Suaraberita.biz - Berita Terbaru Hari Ini
Portal berita online yang menyajikan update terbaru seputar kriminal, tekno, otomotif, olahraga, kesehatan, wisata, gaya hidup, dan crypto
Lainnya

Panen Perdana Jadi Tonggak Baru

13 April 2026 β€’ 05:16 WIB

Megamendung, Bogor β€” Di tengah perdebatan soal ketahanan pangan nasional, Arista Montana di kawasan Megamendung justru menunjukkan jawaban dari skala yang lebih kecil namun konkret: panen padi organik perdana. Momen yang terjadi pada pertengahan April 2026 itu bukan sekadar panen pertama, melainkan penanda bahwa pertanian yang lebih ramah lingkungan bisa dijalankan sekaligus memberi hasil.

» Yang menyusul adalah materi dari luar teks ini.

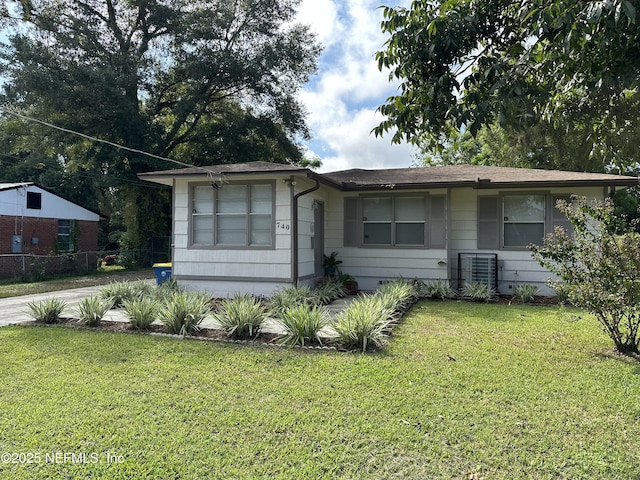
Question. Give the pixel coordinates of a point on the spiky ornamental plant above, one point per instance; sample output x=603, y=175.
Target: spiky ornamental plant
x=599, y=269
x=525, y=293
x=184, y=312
x=363, y=324
x=92, y=310
x=241, y=317
x=478, y=292
x=302, y=324
x=47, y=311
x=141, y=312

Andy Utama, pemilik sekaligus penggerak Arista Montana yang dikenal sebagai pemerhati lingkungan dan praktisi pertanian organik, menyebut panen ini sebagai buah dari proses panjang membangun kemandirian pangan. β€œHari ini kami memetik hasil pertama dari komitmen kami pada pertanian berkelanjutan,” ujarnya.

Panen Perdana yang Menjadi Ujian Awal

Panen padi organik ini menempatkan Arista Montana dalam posisi yang menarik: bukan hanya sebagai lahan produksi, tetapi juga sebagai contoh bagaimana pertanian bisa dirancang lebih selaras dengan lingkungan. Di saat produksi beras nasional terus dipantau, langkah di Megamendung memperlihatkan bahwa ketahanan pangan tidak hanya soal angka besar di tingkat nasional, melainkan juga soal model pengelolaan pangan yang tahan lama dan sehat.

Langkah ini lahir di tengah situasi ketahanan pangan Indonesia yang kian kompleks. Produksi memang menjadi perhatian utama, namun persoalan akses pangan, kualitas konsumsi, dan kesinambungan pasokan tetap menjadi pekerjaan rumah yang belum selesai.

Ketahanan Pangan Tak Cukup Diukur dari Produksi

Konsep ketahanan pangan sebagaimana dijelaskan FAO sejak 1996 menegaskan bahwa pangan bukan hanya soal ketersediaan. Ada empat dimensi yang harus berjalan bersamaan: ketersediaan, akses, pemanfaatan, serta stabilitas distribusi dan pasokan. FAO kembali menegaskan kerangka itu dalam dokumen kebijakan pada 2006.

Masalahnya, implementasi di lapangan kerap timpang. Banyak kebijakan lebih sibuk mengejar produksi dan cadangan nasional, sementara akses pangan di tingkat keluarga, terutama kelompok rentan, masih sering luput. Akibatnya, kenaikan produksi belum otomatis berarti semua orang bisa memperoleh pangan berkualitas.

Di sisi lain, data Badan Pusat Statistik menunjukkan produksi padi Indonesia memang meningkat. Pada 2025, total produksi gabah kering mencapai 60,21 juta ton dan produksi beras sekitar 34,69 juta ton. Hingga awal 2026, realisasi produksi dan penyerapan gabah oleh Kementerian Pertanian juga diproyeksikan terus naik.

Arista Montana Dorong Model Pertanian yang Lebih Tahan Lama

Meski begitu, tantangan lain belum hilang. Alih fungsi lahan pertanian ke sektor non-pertanian, dampak perubahan iklim, serta minimnya regenerasi petani masih membayangi. Di titik inilah Arista Montana mencoba menawarkan pendekatan berbeda lewat pertanian organik dan diversifikasi tanaman.

Pengelolaan lahan di Megamendung dilakukan dengan memperhatikan kelestarian lingkungan, pelibatan masyarakat lokal, dan prinsip edukasi. Pendekatan ini tidak semata mengejar hasil panen, tetapi membangun ekosistem pertanian yang lebih tahan terhadap perubahan.

Model seperti ini sejalan dengan prinsip agroekologi, yang memandang pertanian sebagai bagian dari sistem yang saling terhubung: manusia, tanah, lingkungan, dan komunitas. Dari sana, ketahanan pangan tidak hanya dibayangkan sebagai soal produksi, melainkan juga sebagai kemampuan bertahan dalam jangka panjang.

Lewat panen perdana ini, Arista Montana memperlihatkan bahwa kontribusi terhadap pangan nasional tidak selalu harus datang dari skala besar. Sumber-sumber yang dikutip dari pemberitaan Arista Montana Panen Padi Organik Perdana, Andy Utama Soroti Ketahanan Pangan dan Mengintip Panen Padi Organik Perdana Di Arista Montana: Integrasi Konservasi Dan Praktik Pertanian menegaskan bahwa inisiatif lokal bisa menjadi bagian penting dari percakapan besar soal pangan Indonesia.